Thus entrenched in the upper regions of thought, it is in cruder form even more firmly rooted in what may be styled the lower. "What gives to the fallacies of protection such a tenacious hold, in spite of their evident inconsistencies and absurdities, is the idea that the sum to be distributed in wages is in each community a fixed one, which the competition of "foreign labor" must still further subdivide. The same idea underlies most of the theories which aim at the abolition of interest and the restriction of competition, as the means whereby the share of the laborer in the general wealth can be increased; and it crops out in every direction among those who are not thoughtful enough to have any theories, as may be seen in the columns of newspapers and the debates of legislative bodies.

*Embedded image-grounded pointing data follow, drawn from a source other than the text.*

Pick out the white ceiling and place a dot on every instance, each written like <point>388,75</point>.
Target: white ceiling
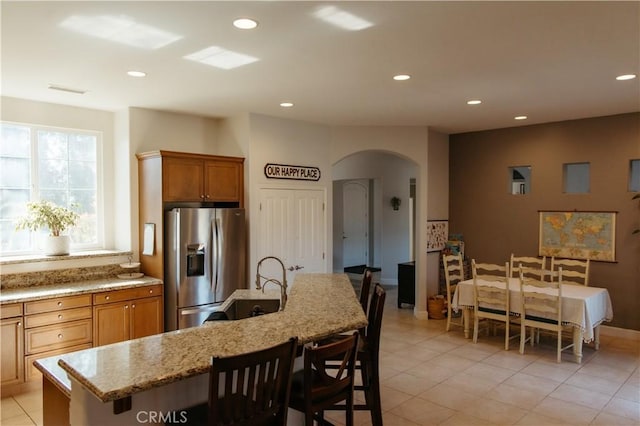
<point>550,61</point>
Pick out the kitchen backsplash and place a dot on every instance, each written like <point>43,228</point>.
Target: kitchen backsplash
<point>60,276</point>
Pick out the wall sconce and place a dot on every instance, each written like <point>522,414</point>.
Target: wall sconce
<point>395,203</point>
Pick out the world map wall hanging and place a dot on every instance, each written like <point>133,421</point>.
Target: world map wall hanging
<point>578,235</point>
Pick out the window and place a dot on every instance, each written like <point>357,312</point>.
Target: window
<point>576,178</point>
<point>58,165</point>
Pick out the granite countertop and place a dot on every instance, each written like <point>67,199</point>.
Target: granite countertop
<point>319,305</point>
<point>38,292</point>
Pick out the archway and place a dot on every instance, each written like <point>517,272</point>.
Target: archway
<point>391,236</point>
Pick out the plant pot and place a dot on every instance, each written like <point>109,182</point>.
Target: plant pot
<point>56,246</point>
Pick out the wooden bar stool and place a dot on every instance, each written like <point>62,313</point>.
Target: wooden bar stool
<point>251,389</point>
<point>314,389</point>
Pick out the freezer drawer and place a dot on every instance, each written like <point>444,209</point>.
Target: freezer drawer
<point>195,316</point>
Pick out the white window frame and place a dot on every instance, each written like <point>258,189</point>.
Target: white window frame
<point>35,190</point>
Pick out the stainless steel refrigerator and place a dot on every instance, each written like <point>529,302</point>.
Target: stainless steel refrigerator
<point>205,261</point>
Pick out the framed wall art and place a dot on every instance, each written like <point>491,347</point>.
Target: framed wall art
<point>578,235</point>
<point>437,234</point>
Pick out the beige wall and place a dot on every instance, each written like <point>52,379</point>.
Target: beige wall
<point>495,223</point>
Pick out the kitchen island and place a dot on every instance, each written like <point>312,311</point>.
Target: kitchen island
<point>160,375</point>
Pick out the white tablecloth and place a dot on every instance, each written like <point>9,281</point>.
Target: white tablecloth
<point>583,307</point>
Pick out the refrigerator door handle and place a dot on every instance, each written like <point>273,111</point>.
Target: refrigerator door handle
<point>215,254</point>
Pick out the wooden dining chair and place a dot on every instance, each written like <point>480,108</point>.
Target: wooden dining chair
<point>365,290</point>
<point>573,271</point>
<point>491,296</point>
<point>453,274</point>
<point>542,309</point>
<point>317,388</point>
<point>251,389</point>
<point>536,266</point>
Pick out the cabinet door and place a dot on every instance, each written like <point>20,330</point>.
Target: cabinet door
<point>223,181</point>
<point>12,361</point>
<point>146,317</point>
<point>110,323</point>
<point>182,179</point>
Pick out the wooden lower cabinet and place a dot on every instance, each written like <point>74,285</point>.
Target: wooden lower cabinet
<point>12,356</point>
<point>130,318</point>
<point>147,317</point>
<point>57,336</point>
<point>48,327</point>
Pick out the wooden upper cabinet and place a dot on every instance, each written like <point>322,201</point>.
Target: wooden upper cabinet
<point>168,178</point>
<point>201,178</point>
<point>223,181</point>
<point>183,179</point>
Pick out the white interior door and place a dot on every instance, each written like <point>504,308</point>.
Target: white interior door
<point>292,228</point>
<point>355,238</point>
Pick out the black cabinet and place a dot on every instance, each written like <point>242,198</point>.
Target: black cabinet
<point>406,283</point>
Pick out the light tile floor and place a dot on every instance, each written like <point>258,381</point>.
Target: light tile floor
<point>431,377</point>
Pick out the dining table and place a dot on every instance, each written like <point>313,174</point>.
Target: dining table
<point>583,308</point>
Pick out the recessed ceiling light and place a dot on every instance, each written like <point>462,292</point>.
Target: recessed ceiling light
<point>245,23</point>
<point>120,29</point>
<point>136,73</point>
<point>221,58</point>
<point>67,89</point>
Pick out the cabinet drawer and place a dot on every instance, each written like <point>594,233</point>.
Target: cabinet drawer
<point>49,318</point>
<point>52,337</point>
<point>31,372</point>
<point>57,304</point>
<point>12,310</point>
<point>127,294</point>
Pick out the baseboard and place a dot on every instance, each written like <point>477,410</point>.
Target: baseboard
<point>623,333</point>
<point>421,315</point>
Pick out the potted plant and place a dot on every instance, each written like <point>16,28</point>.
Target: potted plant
<point>45,214</point>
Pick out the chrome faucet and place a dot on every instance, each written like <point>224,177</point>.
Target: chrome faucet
<point>282,284</point>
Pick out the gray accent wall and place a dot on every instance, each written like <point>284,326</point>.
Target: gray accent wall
<point>496,223</point>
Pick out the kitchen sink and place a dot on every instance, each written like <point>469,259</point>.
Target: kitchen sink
<point>245,308</point>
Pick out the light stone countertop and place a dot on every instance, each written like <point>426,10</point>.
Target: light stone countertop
<point>319,305</point>
<point>39,292</point>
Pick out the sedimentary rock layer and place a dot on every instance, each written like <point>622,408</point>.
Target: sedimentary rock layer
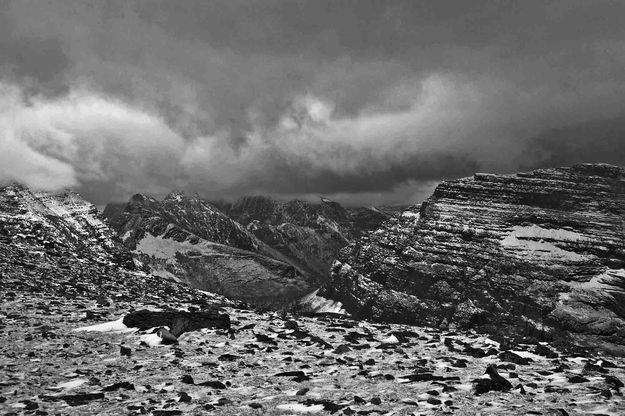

  1. This seems to me true of Mr. Thornton's objections, for while he denies the existence of a predetermined wage fund, consisting of a portion of capital set apart for the purchase of labor, he yet holds (which is the essential thing) that wages are drawn from capital, and that increase or decrease of capital is increase or decrease of the fund available for the payment of wages. The most vital attack upon the wage fund doctrine of which I know is that of Professor Francis A. Walker (The Wages Question: New York, 1876), yet he admits that wages are in large part advanced from capital — which, so far as it goes, is all that the stanchest supporter of the wage fund theory could claim — ^while he fully accepts the Malthusian theory. Thus his practical conclusions in nowise differ from those reached by expounders of the current theory.